I just feel in a realistic market place to consumer relations, there is a large inequality. The price point seems too high for what is available to the customer without prior comprehensive experience. NO ONE will be able to come here familiar, or a professional, in other programs, and be able to go through documentation, and in a reasonable time make back that money. Products should be worth their face-value, not potential. There are very few professional terragen artists, and like I mentioned, what they discover for professional quality in scenes, they don't often share. I can easily see why, though. Being that person, with the level of quality in your work, and knowing how to do it, leaves you open in the market for prospective contractual work, like some undertake here. Or, from what I see in the industry, Matt himself does. While that's their right to their work, it leaves the community lacking.
Purchasable presets are very nice, but there needs to be more, and feel also encompass larger scale work. I mean, look at other companies and software, they'll provide even commercial assets for testing free of charge, especially for improvement in their software and future methods to improve render times. Disney/Pixar are really big in sharing certain high-stress and complicated scenes because understanding them, and mastering them, is key to improving the whole field.
Like I've mentioned, I've gone through everything that is free, and it's highly unconstructive content that doesn't offer much in the terms of education, but asset picking. For example, it's easy to spot here when other people reuse assets from previous projects over the years without much variation in settings. This isn't because it's fun to use, but because a lot of people, who have even admitted, are still simply confused by much of Terragen that is not even thoroughly explained, or even provide examples on. So when something works, or look good, they save it to clip file or whatever to reuse. This is intended behavior, but I don't think it was intended to be so heavily dependent on other peoples clips. I think this trend is heavy, even outside Planetside, because of lack of resources to properly learn from.
This is why with some of my work I provide a disclaimer for education use. I try to make sure the node tree is straight forward and shader names explain any complex work being done, or add notes. The ultimate goal is that by being able to "read" out the tree, and what's happening, it will stick in peoples minds and provide them a "method" to do something without much experimentation or trial and error.
While I do have these concerns though, like I said, if I had the money, I would gladly support Terragen and purchase a copy. I advocate for something I don't even own because the power and potential in Terragen in my eye is "astronomical". I routinely come up with ideas to push Terragen, and while a lot are not even worth a share, some stuff I have discovered is pretty cool, even if I found it was attempted before. Sometimes I achieve better! Which I feel proud about.

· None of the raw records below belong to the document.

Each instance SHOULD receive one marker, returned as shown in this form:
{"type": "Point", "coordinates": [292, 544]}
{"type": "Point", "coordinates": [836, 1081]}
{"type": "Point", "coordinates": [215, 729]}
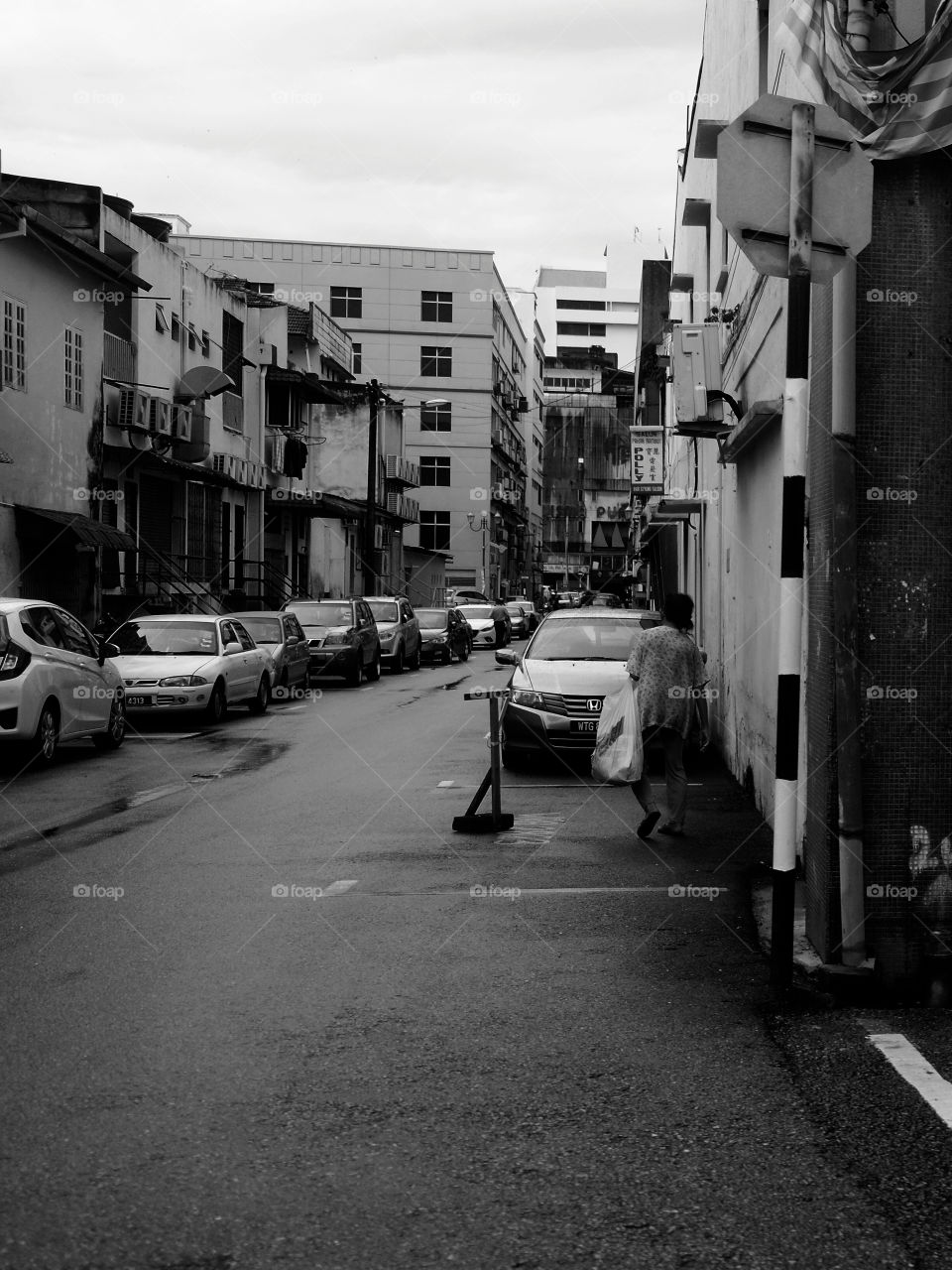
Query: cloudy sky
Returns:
{"type": "Point", "coordinates": [543, 130]}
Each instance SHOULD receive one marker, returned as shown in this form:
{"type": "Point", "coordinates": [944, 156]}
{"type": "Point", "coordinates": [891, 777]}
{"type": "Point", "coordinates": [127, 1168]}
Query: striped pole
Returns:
{"type": "Point", "coordinates": [796, 416]}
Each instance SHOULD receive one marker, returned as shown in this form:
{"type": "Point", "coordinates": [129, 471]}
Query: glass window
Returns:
{"type": "Point", "coordinates": [435, 307]}
{"type": "Point", "coordinates": [434, 470]}
{"type": "Point", "coordinates": [435, 361]}
{"type": "Point", "coordinates": [436, 418]}
{"type": "Point", "coordinates": [347, 302]}
{"type": "Point", "coordinates": [434, 531]}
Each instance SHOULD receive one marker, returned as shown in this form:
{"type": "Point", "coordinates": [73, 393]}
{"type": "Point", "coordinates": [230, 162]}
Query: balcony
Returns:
{"type": "Point", "coordinates": [118, 358]}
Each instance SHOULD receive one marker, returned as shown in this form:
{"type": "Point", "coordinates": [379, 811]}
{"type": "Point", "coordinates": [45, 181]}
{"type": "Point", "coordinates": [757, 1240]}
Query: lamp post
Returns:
{"type": "Point", "coordinates": [480, 526]}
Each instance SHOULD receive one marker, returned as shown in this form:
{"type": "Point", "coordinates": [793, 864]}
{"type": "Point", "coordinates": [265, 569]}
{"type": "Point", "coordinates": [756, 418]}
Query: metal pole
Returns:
{"type": "Point", "coordinates": [796, 414]}
{"type": "Point", "coordinates": [370, 571]}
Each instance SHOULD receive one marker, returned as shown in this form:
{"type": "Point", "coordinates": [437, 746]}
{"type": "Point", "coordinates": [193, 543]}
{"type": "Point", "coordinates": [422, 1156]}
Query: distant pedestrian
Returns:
{"type": "Point", "coordinates": [500, 620]}
{"type": "Point", "coordinates": [669, 671]}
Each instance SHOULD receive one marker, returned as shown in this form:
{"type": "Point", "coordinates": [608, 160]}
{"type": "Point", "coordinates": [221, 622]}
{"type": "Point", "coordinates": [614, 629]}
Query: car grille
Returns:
{"type": "Point", "coordinates": [571, 706]}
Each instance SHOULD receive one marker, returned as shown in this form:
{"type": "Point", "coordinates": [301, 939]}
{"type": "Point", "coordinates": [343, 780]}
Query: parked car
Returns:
{"type": "Point", "coordinates": [56, 683]}
{"type": "Point", "coordinates": [341, 638]}
{"type": "Point", "coordinates": [561, 679]}
{"type": "Point", "coordinates": [444, 631]}
{"type": "Point", "coordinates": [191, 662]}
{"type": "Point", "coordinates": [457, 597]}
{"type": "Point", "coordinates": [399, 631]}
{"type": "Point", "coordinates": [520, 619]}
{"type": "Point", "coordinates": [282, 636]}
{"type": "Point", "coordinates": [480, 619]}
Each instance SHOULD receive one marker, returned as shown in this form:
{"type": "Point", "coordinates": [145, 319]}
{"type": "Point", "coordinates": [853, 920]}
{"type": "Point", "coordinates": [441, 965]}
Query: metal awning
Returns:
{"type": "Point", "coordinates": [91, 534]}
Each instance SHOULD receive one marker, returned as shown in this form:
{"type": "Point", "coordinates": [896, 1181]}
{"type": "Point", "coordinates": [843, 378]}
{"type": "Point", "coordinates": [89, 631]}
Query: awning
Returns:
{"type": "Point", "coordinates": [91, 534]}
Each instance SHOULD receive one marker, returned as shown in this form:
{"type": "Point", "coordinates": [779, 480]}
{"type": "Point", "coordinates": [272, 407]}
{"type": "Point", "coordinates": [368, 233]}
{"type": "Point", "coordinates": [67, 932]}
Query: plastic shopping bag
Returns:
{"type": "Point", "coordinates": [619, 756]}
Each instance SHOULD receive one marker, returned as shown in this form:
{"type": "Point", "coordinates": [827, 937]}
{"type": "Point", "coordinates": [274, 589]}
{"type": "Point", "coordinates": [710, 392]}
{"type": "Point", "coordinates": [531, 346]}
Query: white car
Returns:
{"type": "Point", "coordinates": [480, 619]}
{"type": "Point", "coordinates": [191, 662]}
{"type": "Point", "coordinates": [56, 681]}
{"type": "Point", "coordinates": [572, 661]}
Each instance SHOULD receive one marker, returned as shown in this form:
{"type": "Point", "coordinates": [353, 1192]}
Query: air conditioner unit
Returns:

That being said, I strongly feel this potential is being hidden or overlooked when a prospective customer reviews the software and what it has to offer them as far actually learning and using the software. The price tag next to the desert that is the Planetside "University" is disconcerting. I feel that a lower end-price (and lower maintenance) together with the support of the community support, there would be a large flux of trials and purchases, which would subsequently translate over to community engagement, tutorials, etc. Maybe a open tutorial campaign? Or private (membership based until complete) wiki project for select members to start building a comprehensive documentation on? I'd definitely volunteer in areas I feel I can appropriate add too. If need be I'll volunteer web development time to develop necessary secure features needed for a public Planetside wiki if need be.
Maybe for the next milestone there could be a promotional period of highly discounted creative licenses to get people engaged with Terragen. I'd love for my friends that were overwhelmed to come back. Especially when their work in other software puts my entire artistic endeavors to shame.
I feel I should note that my opinions about the price of Terragen are based on Non-Commercial copies, for I hope apparent reasons. In-fact, I feel the commercial license is relative cheap, especially in contrast to some of the software. Last I checked one of the commercial licenses for a engine I wanted was 1,400 USD (annually).